## RK Curve Panel Regression Analysis for StationSim

This notebook pairs with `stationsim_validation.ipynb` which i suggest you read first.

Given some data containing two groups of Ripley's K curves we wish to determine if the two groups are statistically distinct. We do this using backwards stepwise regression on a linear mixed model using R's `nlme` package.

The backwards regression works as follows:

1. We fit a fully saturated linear mixed model `mmod1` assuming there is indeed separation between the two groups. We model the Ripley's K value `y` for a given radius `x` for the number of groups $i = 1, 2$ and number of models per group $j = 1,...,n$ as follows.

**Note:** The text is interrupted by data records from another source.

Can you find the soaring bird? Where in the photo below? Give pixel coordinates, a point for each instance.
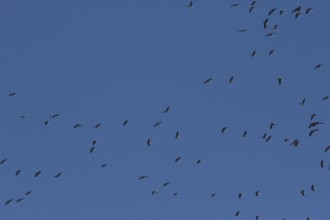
(302, 192)
(37, 173)
(271, 11)
(149, 142)
(91, 150)
(8, 201)
(327, 148)
(313, 188)
(58, 175)
(271, 52)
(3, 161)
(165, 184)
(302, 102)
(97, 125)
(308, 10)
(208, 80)
(54, 115)
(315, 123)
(313, 116)
(166, 110)
(312, 132)
(19, 200)
(318, 66)
(157, 124)
(177, 135)
(77, 125)
(143, 177)
(177, 159)
(231, 79)
(265, 23)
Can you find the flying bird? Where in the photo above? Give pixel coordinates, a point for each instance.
(312, 132)
(37, 173)
(58, 175)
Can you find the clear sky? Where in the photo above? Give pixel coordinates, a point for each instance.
(109, 61)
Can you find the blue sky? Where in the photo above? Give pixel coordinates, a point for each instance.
(110, 61)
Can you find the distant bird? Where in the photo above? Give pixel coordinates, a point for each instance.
(167, 109)
(313, 188)
(271, 126)
(97, 125)
(8, 202)
(157, 124)
(240, 195)
(325, 98)
(77, 125)
(54, 116)
(313, 116)
(125, 123)
(302, 102)
(327, 148)
(177, 159)
(302, 192)
(271, 52)
(271, 11)
(18, 172)
(208, 80)
(58, 175)
(318, 66)
(235, 5)
(143, 177)
(177, 135)
(297, 9)
(308, 10)
(231, 79)
(91, 150)
(37, 173)
(315, 123)
(165, 184)
(270, 34)
(312, 132)
(19, 200)
(149, 142)
(242, 30)
(265, 23)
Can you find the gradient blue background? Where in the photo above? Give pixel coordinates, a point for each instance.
(108, 61)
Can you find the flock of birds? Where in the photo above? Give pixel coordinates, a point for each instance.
(314, 125)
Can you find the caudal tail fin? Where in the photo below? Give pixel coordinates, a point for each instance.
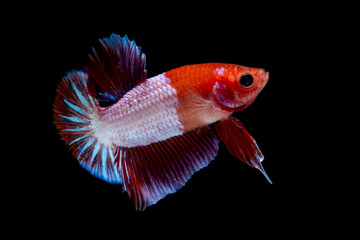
(74, 111)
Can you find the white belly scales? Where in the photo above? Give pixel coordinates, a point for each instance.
(145, 115)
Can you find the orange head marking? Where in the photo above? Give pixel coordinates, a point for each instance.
(236, 87)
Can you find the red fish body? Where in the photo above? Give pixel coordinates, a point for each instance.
(155, 135)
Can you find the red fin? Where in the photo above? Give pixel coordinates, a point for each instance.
(240, 143)
(151, 172)
(117, 67)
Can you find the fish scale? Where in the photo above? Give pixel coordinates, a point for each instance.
(156, 135)
(135, 124)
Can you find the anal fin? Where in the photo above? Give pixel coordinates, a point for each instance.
(240, 143)
(151, 172)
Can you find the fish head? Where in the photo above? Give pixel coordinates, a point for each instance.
(236, 87)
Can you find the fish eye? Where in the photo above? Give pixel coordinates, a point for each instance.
(246, 80)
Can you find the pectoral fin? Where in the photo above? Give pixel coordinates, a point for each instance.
(240, 143)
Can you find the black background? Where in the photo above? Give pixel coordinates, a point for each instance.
(227, 196)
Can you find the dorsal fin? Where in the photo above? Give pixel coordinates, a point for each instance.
(115, 68)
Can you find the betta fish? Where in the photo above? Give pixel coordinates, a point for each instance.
(152, 134)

$$ mmod1 = y_{ij} = (\alpha_0 + \beta_0 + \gamma_{0}) + (\alpha_1 + \beta_1 + \gamma_1)x_{ij} + (\beta_2 + \gamma_2)x^2_{ij} + \varepsilon_{ij} $$

Where $\alpha_i \sim N_3(0, \Sigma_{\alpha})$ are normal distributed random effects, $\beta_i$ are fixed effects, $\gamma_i$ are level effects (or factor effects etc.), and $\varepsilon_{ij} \sim N(0, \sigma_{\varepsilon}^2)$ are residual IID normal noise. The fixed effects and random effects terms here have shown repeatedly to provide the best results through trial and error. We could easily perform backwards regression on these as well. We are particularly interested in the values of the factor effects $\gamma_i$ as testing if all these parameters are statistically insignificant also tests whether there is indeed separation between the groups.

2. We then begin to remove the level terms $\gamma_i$ one at a time fitting a model each time until no level terms remain. This gives us three further models `mmod2` through `mmod4`.

$$ mmod2 = y_{ij} = (\alpha_0 + \beta_0 + \gamma_{0}) + (\alpha_1 + \beta_1 + \gamma_1)x_{ij} + (\beta_2)x^2_{ij} + \varepsilon_{ij} $$

$$ mmod3 = y_{ij} = (\alpha_0 + \beta_0 + \gamma_{0}) + (\alpha_1 + \beta_1)x_{ij} + (\beta_2)x^2_{ij} + \varepsilon_{ij} $$

$$ mmod4 = y_{ij} = (\alpha_0 + \beta_0) + (\alpha_1 + \beta_1)x_{ij} + (\beta_2)x^2_{ij} + \varepsilon_{ij} $$

3. We are now interested in testing whether `mmod4` with no level terms at all performs better than the remaining three models. If model 4 performs best we have no evidence to suggest that the control and test RK groups are distinct. We use R's anova function to calculate the Aikake's Information (AIC) values for each model. We test whether `mmod4` has the lowest AIC and is thus the best fitting model.

In [None]:
require(nlme)
require(ggplot2)
require(docstring)

In [None]:
library(nlme)
source("RK_population_modelling.R")